American businessman and philanthropist Michael Bloomberg has worked extensively with auto industry safety watchdog Global NCAP on making cars safer worldwide – including Global NCAP’s work in India.
- Last year, more than 600,000 zero-star cars were sold in India
- Road crashes kill an estimated 1.3 million people each year, globally
- 90% of crash fatalities occur in low and middle-income countries
American automobile manufacturers have made enormous progress in recent decades to ensure that the cars we drive here in the U.S. are safer. American consumers now take airbags and anti-collision systems for granted when they buy a car, and the long-term trend is clear: Lives are being saved on our roads. And it’s a great time to celebrate those accomplishments this week at the 25th International Technical Conference on the Enhanced Safety of Vehicles in Detroit.
Unfortunately, vehicle safety is a very different story abroad. Many developing countries have lax vehicle safety standards. Around the world, road crashes kill an estimated 1.3 million people each year and injure up to 50 million. There, automakers – including U.S. and European companies – routinely sell cars without many of the basic safety protections that are standard here at home. Often, they are sold without airbags or electronic stability systems, and they are not capable of protecting passengers in crashes above 56 kmph. The result: An awful lot of people are being killed in crashes that, in the U.S. and Europe, they would likely survive.
Ninety percent of crash fatalities occur in low- and middle-income countries, according to the World Health Organization. Many of these lives could be saved. By 2030, for instance, 40,000 people could be saved from deadly car crashes, and 400,000 serious injuries could be prevented, in just four Latin American countries (Argentina, Brazil, Chile and Mexico), if they adopt minimum vehicle safety standards.
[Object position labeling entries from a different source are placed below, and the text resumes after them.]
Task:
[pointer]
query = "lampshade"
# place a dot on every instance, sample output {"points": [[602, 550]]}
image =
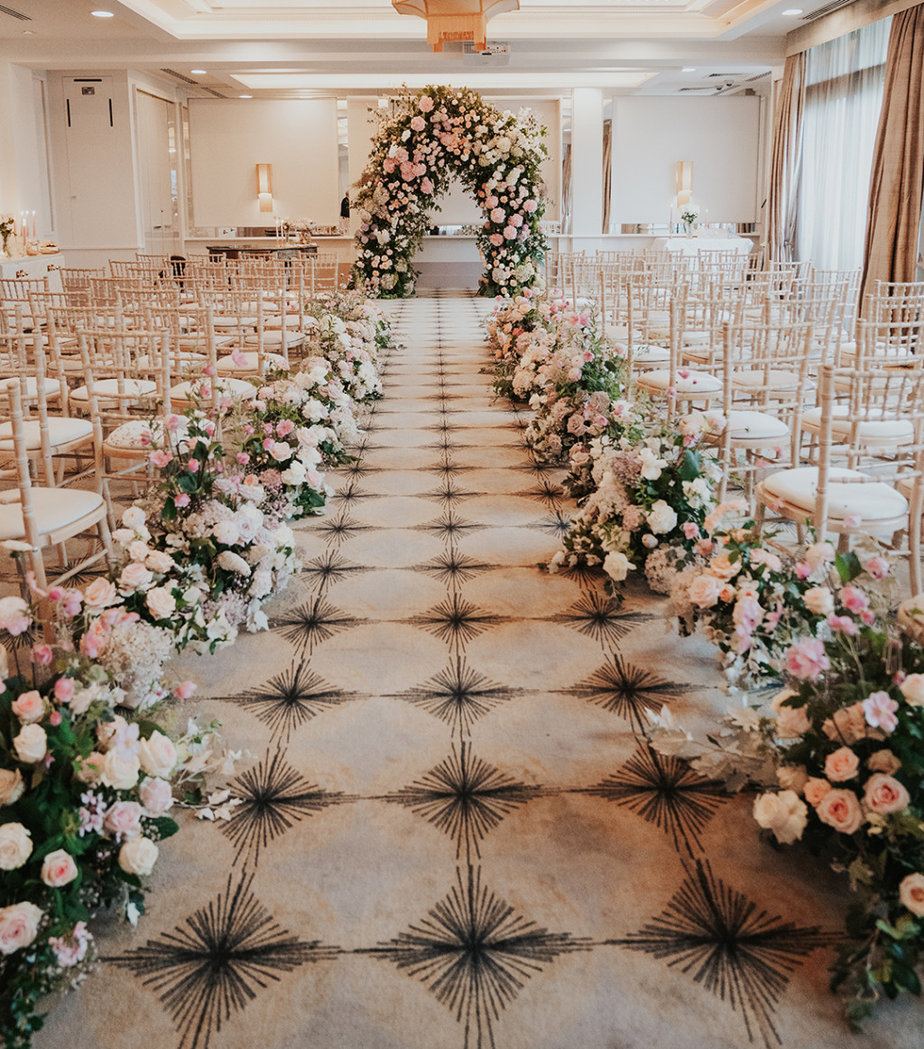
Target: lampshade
{"points": [[684, 179], [264, 186], [455, 19]]}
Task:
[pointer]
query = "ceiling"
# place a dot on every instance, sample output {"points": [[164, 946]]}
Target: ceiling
{"points": [[295, 48]]}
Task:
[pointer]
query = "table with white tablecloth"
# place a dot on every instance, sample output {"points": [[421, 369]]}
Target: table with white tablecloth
{"points": [[690, 245]]}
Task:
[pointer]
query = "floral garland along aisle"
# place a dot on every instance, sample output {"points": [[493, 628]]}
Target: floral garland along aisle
{"points": [[837, 757], [86, 786], [423, 141]]}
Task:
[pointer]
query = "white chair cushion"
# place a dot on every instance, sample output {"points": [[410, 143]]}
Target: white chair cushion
{"points": [[872, 500], [274, 338], [754, 426], [107, 389], [889, 431], [227, 365], [233, 387], [777, 379], [61, 431], [692, 383], [56, 508]]}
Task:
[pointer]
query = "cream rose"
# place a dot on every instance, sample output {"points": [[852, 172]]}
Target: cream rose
{"points": [[840, 810], [16, 846], [160, 602], [911, 894], [12, 786], [30, 745], [100, 594], [841, 765], [134, 576], [59, 869], [157, 755], [885, 795], [119, 772], [883, 761], [137, 856], [704, 591], [124, 819], [28, 707], [815, 790], [19, 925], [783, 813], [819, 600], [912, 689]]}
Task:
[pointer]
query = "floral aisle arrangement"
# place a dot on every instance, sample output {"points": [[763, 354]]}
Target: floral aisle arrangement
{"points": [[653, 489], [751, 600], [85, 797], [424, 140]]}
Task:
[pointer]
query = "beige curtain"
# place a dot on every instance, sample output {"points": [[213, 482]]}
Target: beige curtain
{"points": [[785, 161], [607, 173], [897, 183]]}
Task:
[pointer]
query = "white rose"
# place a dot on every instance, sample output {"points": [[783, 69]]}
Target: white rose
{"points": [[137, 856], [227, 533], [19, 925], [160, 602], [819, 600], [157, 755], [617, 565], [785, 813], [662, 517], [133, 517], [16, 846], [12, 786], [31, 744], [119, 772]]}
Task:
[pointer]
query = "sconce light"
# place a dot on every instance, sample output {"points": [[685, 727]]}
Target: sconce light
{"points": [[684, 178], [264, 186]]}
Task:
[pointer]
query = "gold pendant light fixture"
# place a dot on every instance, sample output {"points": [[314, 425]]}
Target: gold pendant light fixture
{"points": [[448, 20]]}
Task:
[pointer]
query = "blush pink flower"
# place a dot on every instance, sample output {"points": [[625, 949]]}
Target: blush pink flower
{"points": [[880, 710], [807, 660]]}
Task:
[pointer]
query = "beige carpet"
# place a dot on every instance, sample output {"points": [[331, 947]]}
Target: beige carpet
{"points": [[453, 834]]}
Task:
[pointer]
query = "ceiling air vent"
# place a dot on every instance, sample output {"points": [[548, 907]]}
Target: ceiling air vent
{"points": [[826, 9], [15, 14], [179, 76]]}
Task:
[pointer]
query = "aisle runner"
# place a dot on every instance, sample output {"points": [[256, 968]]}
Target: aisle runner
{"points": [[452, 833]]}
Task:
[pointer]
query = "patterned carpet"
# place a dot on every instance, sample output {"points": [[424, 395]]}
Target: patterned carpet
{"points": [[452, 833]]}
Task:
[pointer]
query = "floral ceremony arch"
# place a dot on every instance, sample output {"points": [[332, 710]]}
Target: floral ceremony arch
{"points": [[426, 138]]}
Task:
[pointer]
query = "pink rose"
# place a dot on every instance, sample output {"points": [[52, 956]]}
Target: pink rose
{"points": [[19, 925], [880, 710], [807, 660], [59, 869], [910, 893], [156, 795], [841, 765], [124, 820], [100, 593], [840, 810], [28, 707], [815, 790], [885, 795]]}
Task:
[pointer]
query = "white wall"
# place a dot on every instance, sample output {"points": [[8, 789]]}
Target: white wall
{"points": [[722, 136], [229, 138]]}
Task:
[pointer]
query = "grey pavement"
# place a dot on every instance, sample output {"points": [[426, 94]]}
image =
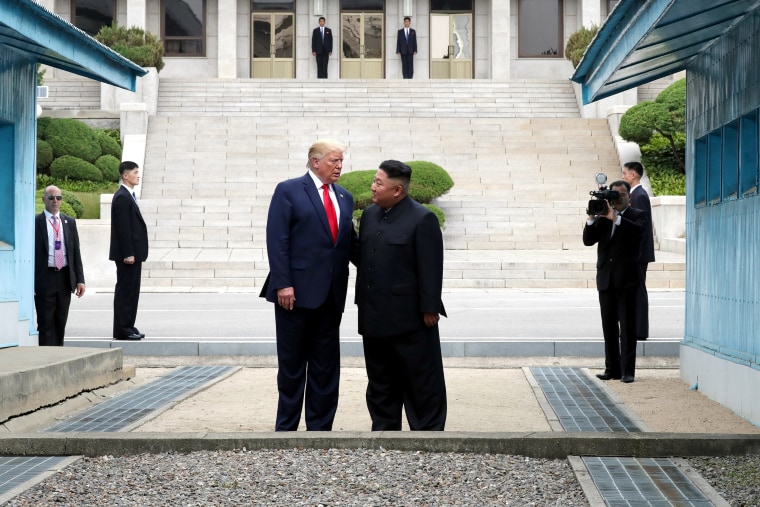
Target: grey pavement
{"points": [[480, 323]]}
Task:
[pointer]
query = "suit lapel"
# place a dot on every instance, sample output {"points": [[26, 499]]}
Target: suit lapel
{"points": [[316, 200]]}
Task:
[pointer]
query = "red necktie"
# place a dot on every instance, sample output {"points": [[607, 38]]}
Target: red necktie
{"points": [[58, 249], [332, 218]]}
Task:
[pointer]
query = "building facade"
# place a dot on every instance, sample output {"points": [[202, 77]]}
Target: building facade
{"points": [[459, 39]]}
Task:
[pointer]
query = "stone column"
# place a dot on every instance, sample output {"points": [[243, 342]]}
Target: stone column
{"points": [[136, 13], [501, 40], [227, 39]]}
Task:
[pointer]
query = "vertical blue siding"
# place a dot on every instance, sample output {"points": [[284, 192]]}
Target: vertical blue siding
{"points": [[723, 236], [18, 78]]}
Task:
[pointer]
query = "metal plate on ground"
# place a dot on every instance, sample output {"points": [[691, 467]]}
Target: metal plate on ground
{"points": [[579, 403], [125, 409]]}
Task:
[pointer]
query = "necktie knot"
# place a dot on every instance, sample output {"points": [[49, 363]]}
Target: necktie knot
{"points": [[332, 216]]}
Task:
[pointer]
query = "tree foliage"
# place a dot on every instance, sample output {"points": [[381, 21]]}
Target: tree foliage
{"points": [[143, 48], [578, 43]]}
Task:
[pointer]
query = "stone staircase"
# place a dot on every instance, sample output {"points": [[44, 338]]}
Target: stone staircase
{"points": [[522, 159]]}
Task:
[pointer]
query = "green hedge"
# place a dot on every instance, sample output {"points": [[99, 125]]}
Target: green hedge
{"points": [[72, 137], [72, 168], [109, 167], [429, 181], [134, 43], [44, 156]]}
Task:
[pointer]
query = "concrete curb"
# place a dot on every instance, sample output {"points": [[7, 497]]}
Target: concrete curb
{"points": [[550, 445]]}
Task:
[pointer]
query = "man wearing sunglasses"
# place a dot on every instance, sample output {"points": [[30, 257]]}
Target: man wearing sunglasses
{"points": [[57, 268]]}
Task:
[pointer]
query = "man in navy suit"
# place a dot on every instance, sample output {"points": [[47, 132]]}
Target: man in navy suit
{"points": [[321, 47], [310, 240], [129, 249], [632, 173], [57, 268], [398, 294], [617, 234], [406, 46]]}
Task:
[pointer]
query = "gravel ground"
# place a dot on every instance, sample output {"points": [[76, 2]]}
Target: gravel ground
{"points": [[735, 478], [345, 477], [309, 477]]}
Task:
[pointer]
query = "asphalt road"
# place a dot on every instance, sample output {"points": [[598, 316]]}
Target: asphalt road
{"points": [[472, 315]]}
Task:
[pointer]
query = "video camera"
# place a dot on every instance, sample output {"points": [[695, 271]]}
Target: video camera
{"points": [[602, 198]]}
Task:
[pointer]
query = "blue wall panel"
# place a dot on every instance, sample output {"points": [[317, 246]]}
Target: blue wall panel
{"points": [[723, 235], [18, 79]]}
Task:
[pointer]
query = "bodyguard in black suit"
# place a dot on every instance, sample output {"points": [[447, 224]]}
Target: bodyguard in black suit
{"points": [[406, 46], [632, 174], [618, 235], [57, 268], [310, 240], [398, 293], [129, 249], [321, 47]]}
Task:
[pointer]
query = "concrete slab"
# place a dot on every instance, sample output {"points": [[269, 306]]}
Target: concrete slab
{"points": [[34, 377]]}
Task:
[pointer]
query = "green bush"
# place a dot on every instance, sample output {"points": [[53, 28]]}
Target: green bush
{"points": [[578, 43], [109, 167], [359, 184], [666, 117], [108, 145], [66, 205], [44, 156], [42, 125], [72, 168], [657, 158], [72, 137], [429, 181], [142, 47]]}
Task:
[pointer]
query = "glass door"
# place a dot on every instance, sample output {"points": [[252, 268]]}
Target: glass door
{"points": [[451, 46], [272, 45], [362, 46]]}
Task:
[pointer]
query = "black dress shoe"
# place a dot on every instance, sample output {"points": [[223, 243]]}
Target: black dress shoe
{"points": [[132, 337]]}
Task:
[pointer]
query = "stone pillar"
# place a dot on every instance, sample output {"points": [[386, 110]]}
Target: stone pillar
{"points": [[501, 40], [136, 14], [227, 39]]}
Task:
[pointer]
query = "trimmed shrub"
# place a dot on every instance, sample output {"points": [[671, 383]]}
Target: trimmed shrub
{"points": [[72, 168], [142, 47], [44, 156], [359, 184], [429, 181], [108, 145], [109, 167], [72, 137], [578, 43]]}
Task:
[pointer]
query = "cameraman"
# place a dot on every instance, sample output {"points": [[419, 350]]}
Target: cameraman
{"points": [[617, 233]]}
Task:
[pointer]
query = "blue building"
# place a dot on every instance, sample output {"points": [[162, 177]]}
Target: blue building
{"points": [[30, 34], [717, 43]]}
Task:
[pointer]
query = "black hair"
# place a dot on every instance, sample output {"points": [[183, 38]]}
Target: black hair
{"points": [[127, 165]]}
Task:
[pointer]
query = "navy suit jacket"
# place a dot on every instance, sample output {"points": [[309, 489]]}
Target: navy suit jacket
{"points": [[319, 47], [404, 48], [617, 264], [129, 234], [640, 200], [71, 242], [300, 248]]}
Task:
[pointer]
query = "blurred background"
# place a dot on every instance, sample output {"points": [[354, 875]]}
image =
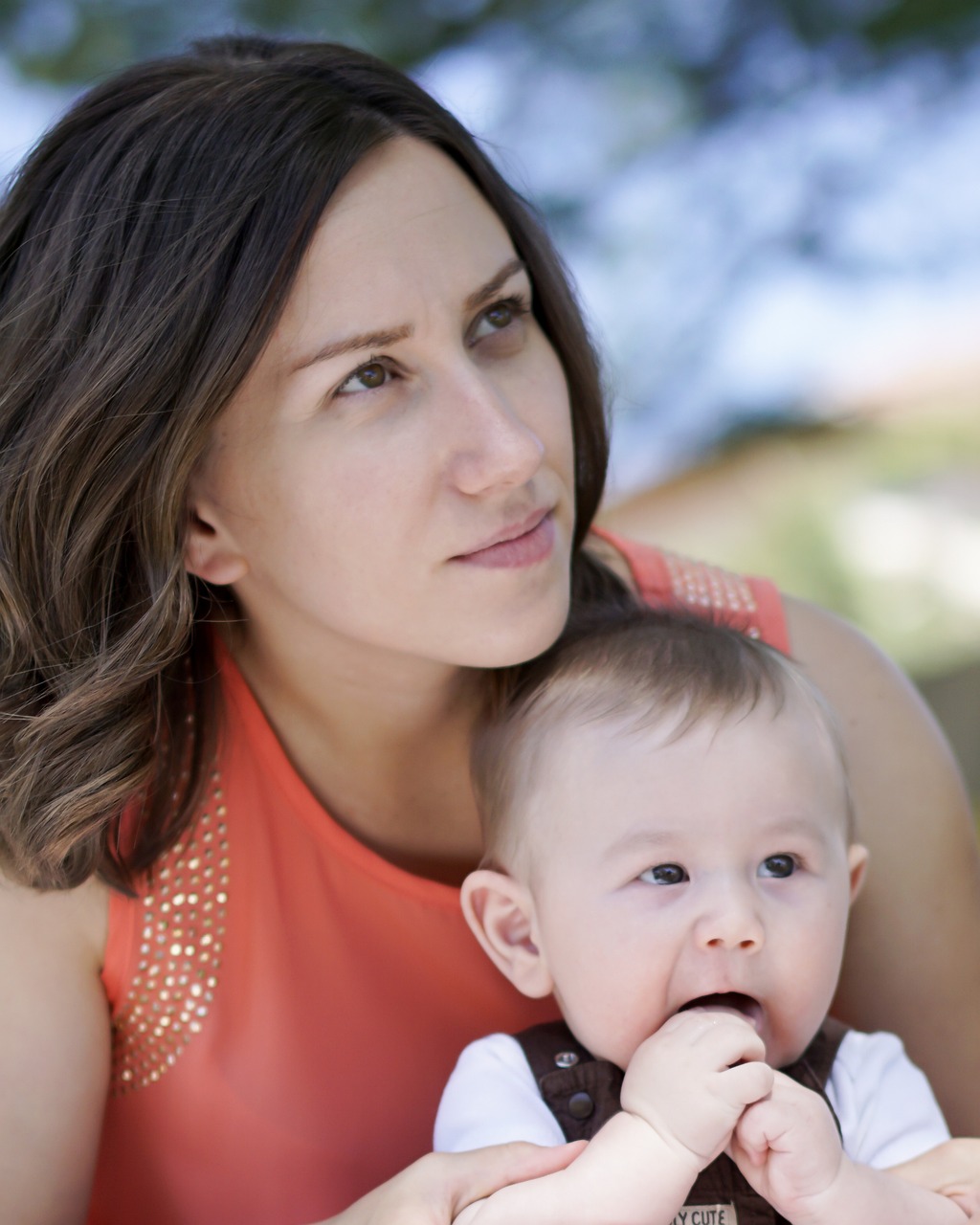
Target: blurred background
{"points": [[772, 211]]}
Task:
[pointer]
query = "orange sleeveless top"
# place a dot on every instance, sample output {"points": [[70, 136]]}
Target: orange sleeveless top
{"points": [[285, 1005]]}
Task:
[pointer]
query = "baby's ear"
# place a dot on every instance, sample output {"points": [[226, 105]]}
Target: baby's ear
{"points": [[857, 867], [501, 917]]}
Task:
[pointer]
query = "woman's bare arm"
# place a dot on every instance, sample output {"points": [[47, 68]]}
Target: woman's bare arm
{"points": [[54, 1051], [913, 961]]}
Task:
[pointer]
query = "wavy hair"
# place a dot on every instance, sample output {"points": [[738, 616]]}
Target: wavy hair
{"points": [[147, 248]]}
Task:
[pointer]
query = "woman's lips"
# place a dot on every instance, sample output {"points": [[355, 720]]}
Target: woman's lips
{"points": [[530, 542]]}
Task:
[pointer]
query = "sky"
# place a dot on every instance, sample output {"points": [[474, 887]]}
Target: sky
{"points": [[818, 246]]}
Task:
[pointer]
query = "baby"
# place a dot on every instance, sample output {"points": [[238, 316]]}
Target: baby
{"points": [[672, 854]]}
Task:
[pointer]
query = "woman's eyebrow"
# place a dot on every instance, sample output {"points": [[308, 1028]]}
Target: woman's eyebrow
{"points": [[350, 344], [380, 340], [495, 283]]}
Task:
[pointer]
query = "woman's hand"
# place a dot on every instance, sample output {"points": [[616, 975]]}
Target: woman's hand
{"points": [[437, 1187], [952, 1169]]}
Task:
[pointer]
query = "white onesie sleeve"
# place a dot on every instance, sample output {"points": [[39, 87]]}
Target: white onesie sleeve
{"points": [[884, 1103], [493, 1098]]}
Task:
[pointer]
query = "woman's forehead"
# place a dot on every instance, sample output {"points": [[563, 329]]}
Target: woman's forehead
{"points": [[406, 233]]}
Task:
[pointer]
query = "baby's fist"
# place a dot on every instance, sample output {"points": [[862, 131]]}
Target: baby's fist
{"points": [[692, 1080]]}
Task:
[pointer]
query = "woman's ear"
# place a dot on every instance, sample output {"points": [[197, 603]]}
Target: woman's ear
{"points": [[857, 866], [209, 549], [501, 917]]}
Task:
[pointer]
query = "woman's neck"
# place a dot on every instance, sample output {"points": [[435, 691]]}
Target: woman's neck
{"points": [[384, 744]]}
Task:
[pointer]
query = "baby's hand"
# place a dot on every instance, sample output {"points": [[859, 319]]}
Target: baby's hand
{"points": [[789, 1149], [694, 1079]]}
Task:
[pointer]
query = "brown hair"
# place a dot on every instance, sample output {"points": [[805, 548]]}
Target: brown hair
{"points": [[634, 666], [147, 248]]}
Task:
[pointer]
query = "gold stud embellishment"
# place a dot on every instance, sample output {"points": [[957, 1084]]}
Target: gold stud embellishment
{"points": [[709, 587], [180, 952]]}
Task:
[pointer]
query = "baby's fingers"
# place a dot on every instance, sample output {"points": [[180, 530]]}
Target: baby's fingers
{"points": [[745, 1083]]}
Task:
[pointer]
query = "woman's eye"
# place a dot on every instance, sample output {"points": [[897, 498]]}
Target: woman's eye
{"points": [[778, 866], [367, 377], [499, 318], [664, 874]]}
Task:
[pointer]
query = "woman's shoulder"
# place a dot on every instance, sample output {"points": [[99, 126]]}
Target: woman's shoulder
{"points": [[54, 1055], [663, 577]]}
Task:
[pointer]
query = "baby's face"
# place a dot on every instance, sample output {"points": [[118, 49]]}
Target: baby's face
{"points": [[711, 871]]}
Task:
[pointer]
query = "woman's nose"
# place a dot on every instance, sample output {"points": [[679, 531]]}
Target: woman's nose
{"points": [[491, 442]]}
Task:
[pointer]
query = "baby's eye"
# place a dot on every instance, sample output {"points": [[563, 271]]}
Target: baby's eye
{"points": [[367, 377], [664, 874], [778, 865]]}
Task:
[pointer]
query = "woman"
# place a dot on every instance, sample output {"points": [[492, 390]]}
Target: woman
{"points": [[301, 434]]}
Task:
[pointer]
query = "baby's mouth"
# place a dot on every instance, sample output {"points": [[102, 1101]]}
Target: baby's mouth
{"points": [[727, 1001]]}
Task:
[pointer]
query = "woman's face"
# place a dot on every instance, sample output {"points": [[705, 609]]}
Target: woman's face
{"points": [[397, 469]]}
Meeting those standards is not expensive. For car manufacturers, the difference in building a car to the highest or lowest safety ratings can be as small as a couple hundred dollars. For car passengers, it can mean the difference between life and death. Automakers have argued that producing cars without airbags and other basic safety features helps keep them affordable in lower-income markets. But the cost of basic safety features is so low that incorporating them into production would have little impact on affordability.